Berpindah tempat hanya membuang waktu, membuat kemungkinannya untuk berhasil dalam misi ini berkurang banyak. Ia telah menerima misi ini kurang lebih seminggu yang lalu, dan ia tidak menyia-nyiakan waktu seminggu yang dia miliki.
Dia ini tipikal orang yang memperhitungkan segalanya, ia telah menganalisa setiap titik yang memungkinkan untuk melangsungkan tembakan jarak jauh. Jadi, sudah jelas jika ia sangat tahu, hanyalah tempat inilah yang peluang kegagalannya paling rendah; keberhasilannya paling tinggi, lebih dari setengah persen.
Tapi, persetan! Pelacur itu masih tetap dalam jangkauan lenssa bidiknya. Ia mulai kesal dan tidak peduli dengan permintaan kliennya lagipula pria bajingan itu hanya berkata, "jangan bunuh" bukan berarti "jangan lukai" 'kan? Kalau pun seandainya, gadis itu hanya terkena peluru—tidak sampai mati—misinya akan tetap selesai dan ia bisa mengambil bayarannya, bukankah begitu perjanjiannya?
Ia pun menarik pelatuknya, mengabaikan semua resiko yang bakal terjadi pada penghasilan, karir, bahkan nyawanya. Bunyi ledakan kecil serta bau mesiu mulai menguar ke udara sesaat setelah pelatuknya benar-benar sudah ia tarik. Timah panas itu melesat memotong angin hingga menyasak udara gurun yang kering menuju seorang perempuan yang bakal menjadi targetnya.
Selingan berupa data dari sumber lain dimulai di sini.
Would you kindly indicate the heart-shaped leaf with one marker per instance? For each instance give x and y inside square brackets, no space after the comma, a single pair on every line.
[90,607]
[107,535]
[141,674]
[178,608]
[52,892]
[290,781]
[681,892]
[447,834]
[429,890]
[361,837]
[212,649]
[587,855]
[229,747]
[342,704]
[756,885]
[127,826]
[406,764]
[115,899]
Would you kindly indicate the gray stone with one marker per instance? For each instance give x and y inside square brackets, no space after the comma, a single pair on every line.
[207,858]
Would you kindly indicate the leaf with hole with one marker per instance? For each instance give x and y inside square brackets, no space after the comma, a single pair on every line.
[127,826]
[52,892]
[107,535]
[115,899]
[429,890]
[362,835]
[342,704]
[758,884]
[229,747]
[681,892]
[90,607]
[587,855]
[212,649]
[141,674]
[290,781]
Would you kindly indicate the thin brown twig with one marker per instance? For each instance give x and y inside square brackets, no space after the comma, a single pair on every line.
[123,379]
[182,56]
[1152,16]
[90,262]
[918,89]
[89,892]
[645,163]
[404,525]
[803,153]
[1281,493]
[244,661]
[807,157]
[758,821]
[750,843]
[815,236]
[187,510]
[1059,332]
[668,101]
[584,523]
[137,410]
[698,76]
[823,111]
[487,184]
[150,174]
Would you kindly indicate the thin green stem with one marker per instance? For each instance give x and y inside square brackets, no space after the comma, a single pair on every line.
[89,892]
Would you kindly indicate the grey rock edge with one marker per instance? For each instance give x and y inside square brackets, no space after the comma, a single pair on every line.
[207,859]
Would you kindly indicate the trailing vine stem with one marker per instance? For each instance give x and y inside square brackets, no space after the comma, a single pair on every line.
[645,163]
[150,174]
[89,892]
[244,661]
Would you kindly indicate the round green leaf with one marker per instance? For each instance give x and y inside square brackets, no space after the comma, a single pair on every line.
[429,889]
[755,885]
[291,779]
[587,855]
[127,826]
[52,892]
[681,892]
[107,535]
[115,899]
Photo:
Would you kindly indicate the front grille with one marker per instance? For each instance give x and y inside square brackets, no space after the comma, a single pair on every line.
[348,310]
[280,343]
Netra jelaganya terpaku menatap lesatan peluru yang sudah jauh di sana. Terbesit perasaan kecewa dan hampa di hati pria itu.
Perasaan kecewa yang tidak pernah ia alami sebelumnya.
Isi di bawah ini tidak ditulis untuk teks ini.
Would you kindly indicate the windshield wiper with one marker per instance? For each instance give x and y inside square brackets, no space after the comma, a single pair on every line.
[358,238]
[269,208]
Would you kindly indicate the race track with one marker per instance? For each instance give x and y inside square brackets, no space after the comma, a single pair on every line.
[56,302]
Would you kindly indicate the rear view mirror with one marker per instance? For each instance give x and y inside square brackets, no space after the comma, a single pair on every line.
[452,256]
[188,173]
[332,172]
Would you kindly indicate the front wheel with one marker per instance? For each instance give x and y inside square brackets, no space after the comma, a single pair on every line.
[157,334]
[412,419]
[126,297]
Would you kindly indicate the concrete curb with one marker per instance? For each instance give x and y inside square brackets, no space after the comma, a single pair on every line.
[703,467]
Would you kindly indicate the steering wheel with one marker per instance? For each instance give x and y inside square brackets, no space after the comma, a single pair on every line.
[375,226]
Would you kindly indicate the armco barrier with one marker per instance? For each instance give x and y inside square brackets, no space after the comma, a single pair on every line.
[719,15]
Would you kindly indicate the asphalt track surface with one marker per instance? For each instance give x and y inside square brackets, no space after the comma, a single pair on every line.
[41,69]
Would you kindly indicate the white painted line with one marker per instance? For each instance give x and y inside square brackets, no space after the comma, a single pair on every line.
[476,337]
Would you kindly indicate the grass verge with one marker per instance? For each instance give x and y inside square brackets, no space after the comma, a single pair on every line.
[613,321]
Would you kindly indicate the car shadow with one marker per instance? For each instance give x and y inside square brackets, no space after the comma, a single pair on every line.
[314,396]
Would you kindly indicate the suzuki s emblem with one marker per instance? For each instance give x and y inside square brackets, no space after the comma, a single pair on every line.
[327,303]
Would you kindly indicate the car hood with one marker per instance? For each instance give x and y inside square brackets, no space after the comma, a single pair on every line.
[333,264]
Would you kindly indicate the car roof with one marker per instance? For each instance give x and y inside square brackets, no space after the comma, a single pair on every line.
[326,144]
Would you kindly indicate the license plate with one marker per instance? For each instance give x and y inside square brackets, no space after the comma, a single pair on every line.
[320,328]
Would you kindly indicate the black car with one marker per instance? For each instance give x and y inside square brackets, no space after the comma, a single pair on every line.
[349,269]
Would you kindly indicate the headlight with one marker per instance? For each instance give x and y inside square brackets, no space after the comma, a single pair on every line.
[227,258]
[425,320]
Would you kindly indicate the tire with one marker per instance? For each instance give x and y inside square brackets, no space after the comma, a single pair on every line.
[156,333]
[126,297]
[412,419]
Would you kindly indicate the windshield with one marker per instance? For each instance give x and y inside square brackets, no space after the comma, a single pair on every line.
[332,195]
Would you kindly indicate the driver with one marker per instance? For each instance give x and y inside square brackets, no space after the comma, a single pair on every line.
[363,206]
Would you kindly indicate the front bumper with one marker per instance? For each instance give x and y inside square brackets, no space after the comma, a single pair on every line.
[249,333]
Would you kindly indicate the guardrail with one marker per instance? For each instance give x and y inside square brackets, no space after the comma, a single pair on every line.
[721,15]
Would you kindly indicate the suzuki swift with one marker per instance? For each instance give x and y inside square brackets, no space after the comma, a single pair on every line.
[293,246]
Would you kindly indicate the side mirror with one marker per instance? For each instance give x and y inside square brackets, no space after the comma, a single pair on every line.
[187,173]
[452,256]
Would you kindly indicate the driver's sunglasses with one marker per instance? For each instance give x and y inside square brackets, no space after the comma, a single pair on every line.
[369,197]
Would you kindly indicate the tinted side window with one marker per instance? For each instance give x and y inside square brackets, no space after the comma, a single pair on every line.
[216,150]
Ia pun mulai bersiap untuk melakukan tembakan kedua yang akan ia lakukan beberapa detik lagi—setelah peluru itu menancap di tubuh pelacur—tapi suatu kejadian tidak terduga terjadi dan membuat dirinya mematung tak percaya.
Pelacur itu selamat, tanpa luka sedikitpun. Justru targetnyalah yang terkena tembakan pelurunya.
Pria itu bersiul tidak percaya. Pelacur itu di detik-detik terakhir malah menukar posisinya dengan target, membuat pria yang sedang menggaulinyalah yang terkena tembakan dari pada dirinya.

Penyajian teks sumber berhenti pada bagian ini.